Veo a Adrián mirándome sonriente. Porque me mira a mí, ¿no? No quería casarse y de repente un día va y me lo pide. Me imagino que lo hace por el tema de los hijos. Sabía que la boda me iba a hacer ilusión y que, una vez casados, iba a ser más fácil presionarme para tenerlos. Uf, no puedo con eso de ser madre. No me veo. Tengo una amiga que ha perdido el norte. Después de ser madre, ha entrado en la crisis de los 40 y ahora su Instagram parece el de una adolescente salida con cara de señora. Es de lo más decadente. No entiendo esa manía que tiene la sociedad de culparnos por no querer pasar por ese sacrificio en vida. Los hijos te hipotecan para siempre y no son garantía de una vejez feliz. Se lo dije a Adrián desde el principio cuando empezamos a salir hace ya diez años.
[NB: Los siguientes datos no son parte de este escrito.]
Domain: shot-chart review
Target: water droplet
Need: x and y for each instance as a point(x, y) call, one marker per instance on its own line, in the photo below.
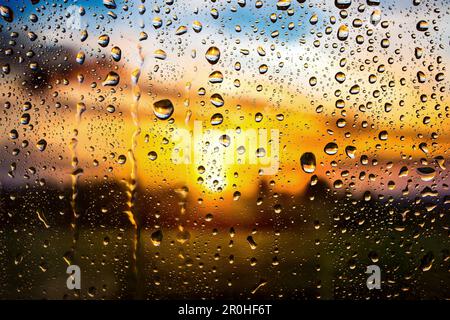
point(217, 100)
point(157, 237)
point(331, 148)
point(116, 53)
point(6, 13)
point(343, 32)
point(163, 109)
point(41, 145)
point(213, 55)
point(103, 40)
point(112, 79)
point(308, 162)
point(426, 173)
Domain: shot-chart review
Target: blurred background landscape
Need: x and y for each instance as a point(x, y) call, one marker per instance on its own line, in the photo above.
point(91, 174)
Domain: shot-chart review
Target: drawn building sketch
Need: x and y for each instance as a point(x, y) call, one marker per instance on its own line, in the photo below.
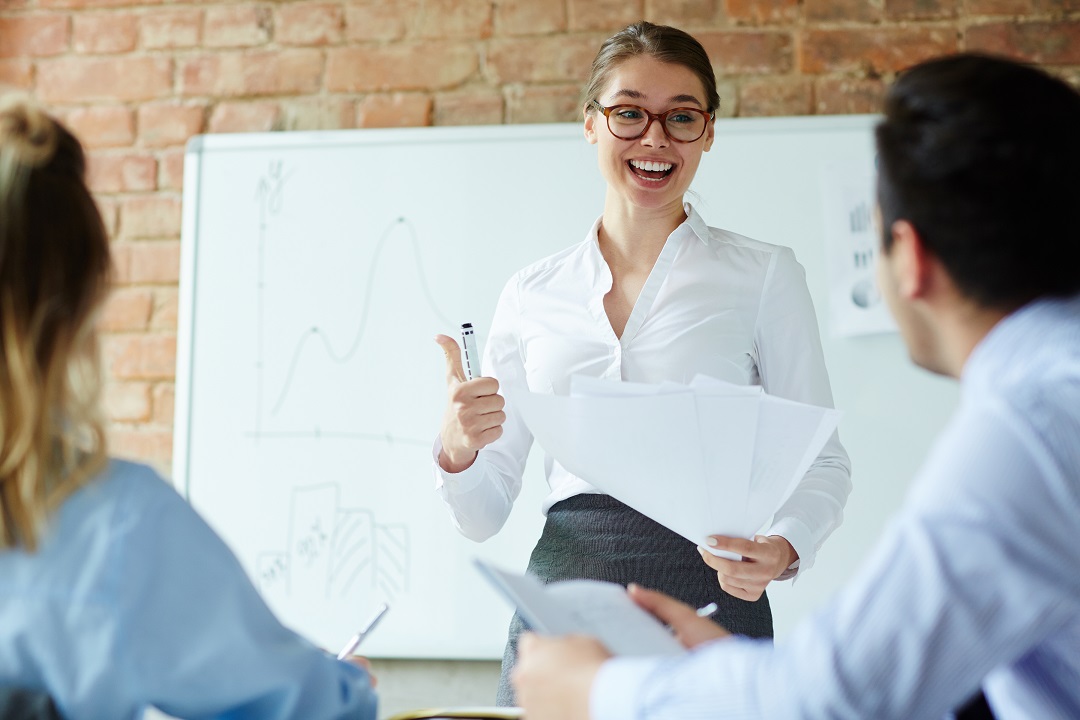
point(334, 552)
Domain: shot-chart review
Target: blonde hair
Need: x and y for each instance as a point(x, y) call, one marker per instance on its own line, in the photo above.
point(54, 274)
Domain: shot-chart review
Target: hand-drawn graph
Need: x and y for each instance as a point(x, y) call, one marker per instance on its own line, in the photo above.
point(271, 397)
point(335, 552)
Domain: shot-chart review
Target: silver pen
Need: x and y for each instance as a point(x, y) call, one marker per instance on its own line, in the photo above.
point(354, 642)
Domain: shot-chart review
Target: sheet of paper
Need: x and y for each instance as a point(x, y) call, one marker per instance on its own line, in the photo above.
point(710, 458)
point(589, 607)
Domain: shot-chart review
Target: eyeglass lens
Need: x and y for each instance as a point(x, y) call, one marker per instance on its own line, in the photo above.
point(683, 124)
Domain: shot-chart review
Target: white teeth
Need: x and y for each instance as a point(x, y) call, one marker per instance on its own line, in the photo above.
point(650, 166)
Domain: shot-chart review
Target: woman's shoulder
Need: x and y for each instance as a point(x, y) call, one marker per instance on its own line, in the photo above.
point(733, 240)
point(552, 266)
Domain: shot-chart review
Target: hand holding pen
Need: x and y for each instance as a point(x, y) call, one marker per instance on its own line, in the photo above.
point(474, 409)
point(691, 627)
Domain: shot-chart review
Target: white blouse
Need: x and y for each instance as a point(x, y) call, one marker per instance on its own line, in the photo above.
point(715, 303)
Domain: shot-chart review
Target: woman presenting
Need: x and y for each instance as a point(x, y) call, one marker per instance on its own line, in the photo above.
point(651, 294)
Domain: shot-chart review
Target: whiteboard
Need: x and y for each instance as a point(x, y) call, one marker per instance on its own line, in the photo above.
point(315, 270)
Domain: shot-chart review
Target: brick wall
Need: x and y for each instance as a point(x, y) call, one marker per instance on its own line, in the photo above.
point(135, 79)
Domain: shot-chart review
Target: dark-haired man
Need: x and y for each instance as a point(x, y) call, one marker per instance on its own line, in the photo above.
point(975, 584)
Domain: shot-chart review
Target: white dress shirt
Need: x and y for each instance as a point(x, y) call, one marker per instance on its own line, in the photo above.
point(976, 581)
point(715, 303)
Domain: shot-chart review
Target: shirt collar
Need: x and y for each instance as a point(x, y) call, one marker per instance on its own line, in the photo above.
point(696, 223)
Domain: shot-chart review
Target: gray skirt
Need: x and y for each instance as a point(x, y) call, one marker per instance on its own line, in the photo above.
point(598, 538)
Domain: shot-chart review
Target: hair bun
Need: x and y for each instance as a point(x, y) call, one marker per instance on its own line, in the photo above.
point(27, 135)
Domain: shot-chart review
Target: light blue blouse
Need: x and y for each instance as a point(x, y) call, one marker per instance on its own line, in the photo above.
point(132, 601)
point(976, 581)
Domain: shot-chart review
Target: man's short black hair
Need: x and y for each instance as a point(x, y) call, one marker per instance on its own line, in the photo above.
point(982, 155)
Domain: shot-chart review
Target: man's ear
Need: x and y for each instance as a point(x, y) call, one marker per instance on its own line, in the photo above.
point(910, 262)
point(590, 125)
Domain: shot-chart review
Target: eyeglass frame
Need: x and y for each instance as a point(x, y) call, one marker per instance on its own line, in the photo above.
point(653, 116)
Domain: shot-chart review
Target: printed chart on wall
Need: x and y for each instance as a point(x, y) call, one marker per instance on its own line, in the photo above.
point(318, 269)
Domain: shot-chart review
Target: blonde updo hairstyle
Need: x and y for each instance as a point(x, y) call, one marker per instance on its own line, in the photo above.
point(54, 274)
point(661, 42)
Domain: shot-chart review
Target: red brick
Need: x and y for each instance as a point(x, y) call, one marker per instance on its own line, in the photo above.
point(140, 356)
point(244, 118)
point(319, 113)
point(125, 78)
point(378, 19)
point(848, 96)
point(544, 104)
point(110, 217)
point(126, 309)
point(233, 75)
point(165, 302)
point(16, 75)
point(237, 26)
point(1057, 5)
point(873, 52)
point(748, 53)
point(171, 170)
point(728, 90)
point(852, 11)
point(404, 66)
point(1051, 43)
point(683, 13)
point(150, 216)
point(126, 402)
point(397, 110)
point(761, 12)
point(148, 262)
point(143, 445)
point(606, 15)
point(920, 10)
point(167, 29)
point(164, 404)
point(468, 108)
point(309, 24)
point(456, 19)
point(35, 36)
point(974, 8)
point(105, 34)
point(170, 123)
point(513, 17)
point(775, 96)
point(102, 126)
point(122, 173)
point(97, 4)
point(541, 59)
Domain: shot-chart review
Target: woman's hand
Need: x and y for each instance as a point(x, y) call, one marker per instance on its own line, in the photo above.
point(474, 411)
point(553, 677)
point(765, 558)
point(364, 663)
point(689, 629)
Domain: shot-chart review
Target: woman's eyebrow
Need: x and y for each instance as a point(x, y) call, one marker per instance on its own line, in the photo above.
point(637, 95)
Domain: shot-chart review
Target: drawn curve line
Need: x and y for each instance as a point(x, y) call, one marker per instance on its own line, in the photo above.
point(340, 358)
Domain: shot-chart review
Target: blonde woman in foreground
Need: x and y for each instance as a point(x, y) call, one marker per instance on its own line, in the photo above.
point(115, 595)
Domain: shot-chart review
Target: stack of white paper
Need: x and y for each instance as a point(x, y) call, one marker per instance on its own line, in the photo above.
point(709, 458)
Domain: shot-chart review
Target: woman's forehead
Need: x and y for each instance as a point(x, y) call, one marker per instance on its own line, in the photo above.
point(644, 79)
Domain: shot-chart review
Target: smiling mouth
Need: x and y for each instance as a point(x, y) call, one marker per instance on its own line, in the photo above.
point(650, 171)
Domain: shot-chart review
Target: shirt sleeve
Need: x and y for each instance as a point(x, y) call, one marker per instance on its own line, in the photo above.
point(481, 497)
point(792, 365)
point(967, 580)
point(197, 639)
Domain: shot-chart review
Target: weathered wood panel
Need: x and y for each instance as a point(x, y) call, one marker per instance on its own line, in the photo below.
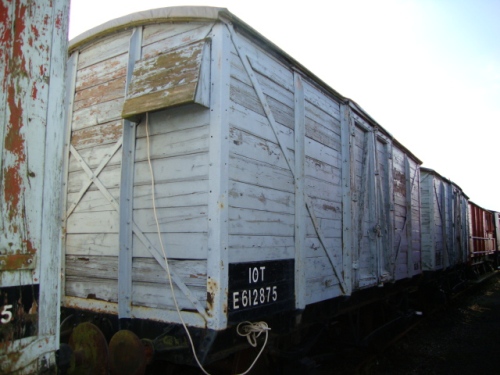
point(104, 49)
point(33, 44)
Parece que está contento, pero seguro que sigue preocupado por su madre. Remedios es Lucifer reencarnado en una señora dulce y pizpireta que te suelta las mayores atrocidades que se le pueden decir a alguien sonriendo como una beata. No la ves venir. Cuando la conocí, con una deslumbrante sonrisa me dejó la autoestima por los suelos de un plumazo. —Vaya, Adrián. Me alegro de que hayas dejado de salir con chicas delgadas— Durante los diez años de relación, se ha encargado de dejarme claro que no cumplo con las expectativas que tenía previstas para su hijo. —Le das demasiada importancia a tu trabajo y te vas a arrepentir. A un hombre hay que darle hijos para retenerle y tú ya tienes una edad, querida. A ver, que mi Adri te quiere, pero fíjate la cantidad de chicas jóvenes que hay en su trabajo. —Esto me dijo la muy bruja a dos días de mi boda, mientras tomábamos un té y una tarta en una cafetería. Después de eso, ¿cómo la iba a avisarla de que la tarta llevaba pistachos? Le venía bien pegarse un buen susto. Además, Remedios siempre llevaba esas inyecciones de adrenalina que se chutan los alérgicos, ¿no? Pues parece ser que esa tarde de compras decidió no llevarla. Cuando vi que se le hinchaba la cara y no podía respirar, me di cuenta de que el tema se me estaba yendo de las manos. Así que la señora sigue hospitalizada y, como siempre, ha conseguido acaparar el protagonismo.
Pensé en decírselo a Adrián, pero ¿de qué serviría? Así que llego junto a él, le doy un beso y cojo su mano.